I spent some time working to find the original name that connected my grandfather, JOHN FRANCIS BURKE, to my family tree in the Desert Southwest. I wanted my excitement to lead me to "good" clues that I could validate, of course, and so far, I seem to have been successful. I still am curious about that connection to an area I never knew about until very recently. It is important to note that the branch of my family tree is pretty far from the trunk (to overuse the "tree" analogy.) According to Ancestry.com, Clarence Harding Rives is the brother-in-law of my 1st cousin 1x removed. As a neophyte to genealogy, I have no mental concept of how he relates to someone I know; clearly he does and understanding how well enough to be able to describe it to my own children is my current focus. (Recall that I have no first cousins - my Dad was an only child and my Mom had only one unmarried, childless sister - so finding the branches that connect me to him is important.)

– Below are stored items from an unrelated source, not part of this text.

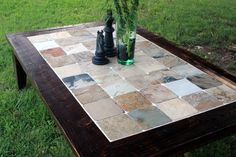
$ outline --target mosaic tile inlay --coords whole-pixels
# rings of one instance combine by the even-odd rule
[[[134,65],[93,65],[101,29],[28,39],[110,142],[236,101],[235,89],[140,35]]]

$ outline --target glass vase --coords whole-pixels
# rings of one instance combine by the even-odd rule
[[[116,22],[116,46],[118,63],[131,65],[134,63],[134,52],[136,42],[136,21],[132,25]]]

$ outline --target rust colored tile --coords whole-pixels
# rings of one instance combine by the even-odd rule
[[[132,111],[138,108],[151,106],[152,103],[148,101],[139,92],[131,92],[124,95],[120,95],[114,98],[116,103],[120,105],[125,111]]]
[[[44,50],[41,52],[41,54],[43,56],[52,56],[52,57],[66,55],[66,53],[61,48],[52,48],[52,49]]]

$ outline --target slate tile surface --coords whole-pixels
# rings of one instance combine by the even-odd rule
[[[116,103],[125,111],[132,111],[138,108],[151,106],[152,103],[148,101],[139,92],[131,92],[120,95],[114,98]]]
[[[178,96],[185,96],[202,91],[201,88],[191,83],[187,79],[166,83],[165,87],[174,92]]]
[[[63,67],[66,65],[76,63],[76,60],[72,55],[59,56],[59,57],[45,56],[45,59],[54,68]]]
[[[66,86],[70,89],[84,88],[96,84],[96,82],[88,74],[80,74],[62,79]]]
[[[206,92],[187,95],[182,97],[182,99],[191,104],[198,111],[205,111],[223,104],[222,102],[218,101],[217,98]]]
[[[181,59],[179,59],[179,58],[177,58],[173,55],[166,55],[166,56],[163,56],[163,57],[156,57],[155,59],[158,62],[165,65],[166,67],[168,67],[168,68],[172,68],[174,66],[186,64],[184,61],[182,61]]]
[[[136,109],[128,114],[145,129],[154,128],[171,122],[171,119],[166,114],[154,106]]]
[[[110,141],[140,133],[143,128],[126,114],[110,117],[99,121],[98,126]]]
[[[210,88],[206,91],[215,96],[219,101],[222,101],[223,103],[236,101],[236,91],[226,85]]]
[[[172,120],[178,120],[193,115],[198,111],[187,102],[179,98],[158,104],[158,108]]]
[[[123,113],[123,110],[110,98],[85,104],[84,108],[96,121]]]
[[[59,57],[64,56],[66,53],[61,48],[52,48],[48,50],[41,51],[41,54],[44,57],[50,56],[50,57]]]
[[[72,90],[76,98],[82,104],[96,102],[101,99],[109,98],[109,95],[98,85]]]
[[[54,71],[59,76],[59,78],[74,76],[83,72],[78,64],[70,64],[63,67],[54,68]]]
[[[149,86],[140,91],[149,101],[154,104],[176,98],[177,96],[162,85]]]
[[[179,75],[184,76],[184,77],[204,74],[203,71],[201,71],[189,64],[175,66],[175,67],[171,68],[171,70]]]
[[[187,79],[202,89],[208,89],[222,85],[221,82],[217,81],[207,74],[192,76],[188,77]]]
[[[38,51],[43,51],[47,49],[58,48],[59,45],[54,40],[50,40],[50,41],[45,41],[45,42],[40,42],[40,43],[34,43],[34,47]]]

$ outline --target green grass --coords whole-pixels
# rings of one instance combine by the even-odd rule
[[[97,0],[0,0],[0,157],[73,156],[30,84],[16,89],[6,33],[102,20]],[[236,0],[141,0],[140,25],[236,74]],[[186,157],[236,156],[236,137]]]

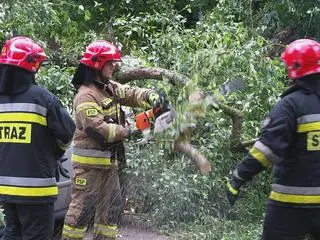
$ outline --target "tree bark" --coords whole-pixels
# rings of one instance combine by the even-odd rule
[[[185,75],[163,69],[163,68],[133,68],[124,69],[115,74],[116,81],[125,84],[133,80],[155,79],[163,80],[167,78],[173,86],[183,85],[189,81]]]

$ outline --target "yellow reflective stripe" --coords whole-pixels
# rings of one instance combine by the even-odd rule
[[[77,233],[69,233],[65,230],[63,230],[62,232],[62,236],[65,236],[65,237],[68,237],[68,238],[71,238],[71,239],[83,239],[85,234],[77,234]]]
[[[70,147],[72,140],[70,142],[63,143],[61,140],[57,139],[56,142],[57,142],[58,147],[65,151],[65,150],[67,150],[68,147]]]
[[[63,229],[70,230],[70,231],[77,231],[77,232],[85,233],[87,227],[81,227],[81,228],[79,227],[79,228],[77,228],[77,227],[71,227],[71,226],[69,226],[69,225],[64,224],[64,225],[63,225]]]
[[[85,236],[87,227],[75,228],[68,225],[63,225],[62,236],[69,238],[80,238],[82,239]]]
[[[238,195],[239,194],[239,191],[237,189],[234,189],[232,186],[231,186],[231,183],[230,182],[227,182],[227,187],[229,189],[229,191],[233,194],[233,195]]]
[[[0,122],[31,122],[47,126],[47,118],[36,113],[0,113]]]
[[[72,161],[76,163],[82,164],[90,164],[90,165],[110,165],[110,158],[98,158],[98,157],[84,157],[76,154],[72,154]]]
[[[266,156],[257,148],[253,147],[249,152],[258,162],[261,163],[262,166],[267,167],[270,165],[270,161],[266,158]]]
[[[58,195],[58,187],[12,187],[0,186],[0,194],[24,196],[24,197],[45,197]]]
[[[79,113],[86,109],[92,109],[92,108],[97,109],[98,112],[102,111],[102,107],[95,102],[83,102],[76,107],[76,113]]]
[[[263,155],[265,156],[266,159],[268,159],[269,162],[273,163],[279,163],[281,162],[281,157],[276,155],[271,148],[269,148],[267,145],[265,145],[263,142],[256,141],[255,144],[253,145],[256,149],[258,149]]]
[[[107,115],[112,115],[112,114],[115,114],[116,112],[117,112],[117,107],[116,106],[112,106],[109,109],[103,110],[103,113],[105,113]]]
[[[299,124],[297,127],[298,133],[319,131],[319,130],[320,130],[320,122]]]
[[[125,98],[126,97],[126,88],[128,86],[124,85],[124,86],[121,86],[121,85],[117,85],[118,86],[118,97],[119,98]]]
[[[114,142],[116,140],[116,124],[109,124],[108,125],[108,135],[106,137],[106,142],[110,143],[110,142]]]
[[[116,237],[118,234],[118,226],[94,224],[94,233],[101,234],[107,237]]]
[[[292,195],[271,191],[269,198],[274,201],[286,203],[320,203],[320,195]]]

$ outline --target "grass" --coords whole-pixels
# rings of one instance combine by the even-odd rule
[[[212,219],[206,224],[180,226],[173,234],[179,240],[259,240],[262,223]]]

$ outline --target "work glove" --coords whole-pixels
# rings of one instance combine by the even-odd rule
[[[160,99],[160,95],[156,92],[150,92],[148,95],[148,102],[154,106]]]
[[[156,92],[149,93],[148,102],[153,108],[163,109],[165,104],[168,104],[166,101],[165,94],[158,94]]]
[[[238,199],[241,188],[244,184],[245,181],[235,176],[234,172],[229,174],[229,176],[227,177],[226,195],[227,200],[231,206],[233,206]]]
[[[165,94],[151,92],[148,101],[152,106],[153,114],[157,118],[160,114],[169,110],[169,102],[166,100]]]

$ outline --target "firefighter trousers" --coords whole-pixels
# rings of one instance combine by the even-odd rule
[[[118,199],[117,168],[74,167],[71,203],[65,218],[62,240],[83,239],[93,231],[93,239],[114,240],[118,226],[109,222],[108,210]]]
[[[128,177],[124,170],[119,170],[120,192],[113,195],[109,207],[109,223],[119,225],[124,211],[127,197]]]
[[[52,240],[53,203],[2,204],[5,214],[5,232],[2,240]]]
[[[111,205],[109,208],[108,218],[109,223],[119,225],[121,222],[121,216],[124,211],[126,198],[127,198],[127,188],[128,188],[128,176],[125,172],[127,168],[127,160],[125,154],[125,147],[122,144],[119,144],[114,151],[114,158],[118,160],[119,169],[118,176],[120,182],[120,192],[113,195],[111,200]]]
[[[320,240],[320,208],[283,206],[269,202],[262,240]]]

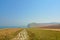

This is post is part of my on-going project to decide whether to "go deep" or to "go long." As I wrote before, most commenters suggested that doing both at the same time is the way to go. One made the spot-on point that genealogy is a long-term project that can lead the researcher in unexpected ways to unexpected, exciting finds.
Finding Clarence is an example of going deep. Very deep. It is akin to making a deep-sea dive far beyond any one has ever done before. Down there, a diver would see things totally new and unexpected. That is what happened to me. Now I must determine through which known relative he relates to me and see how far out West my tree branches go. I do recall my only Aunt, CHARLEENE FRANCES BURKE, living and working as a teacher for the US Department of Defense in Alamogordo, New Mexico, but I do not know why she moved there or if she knew anyone when she was there. Perhaps she did and CHARLES HARDING RIVES is part of that connection.
That would be the "going long" part.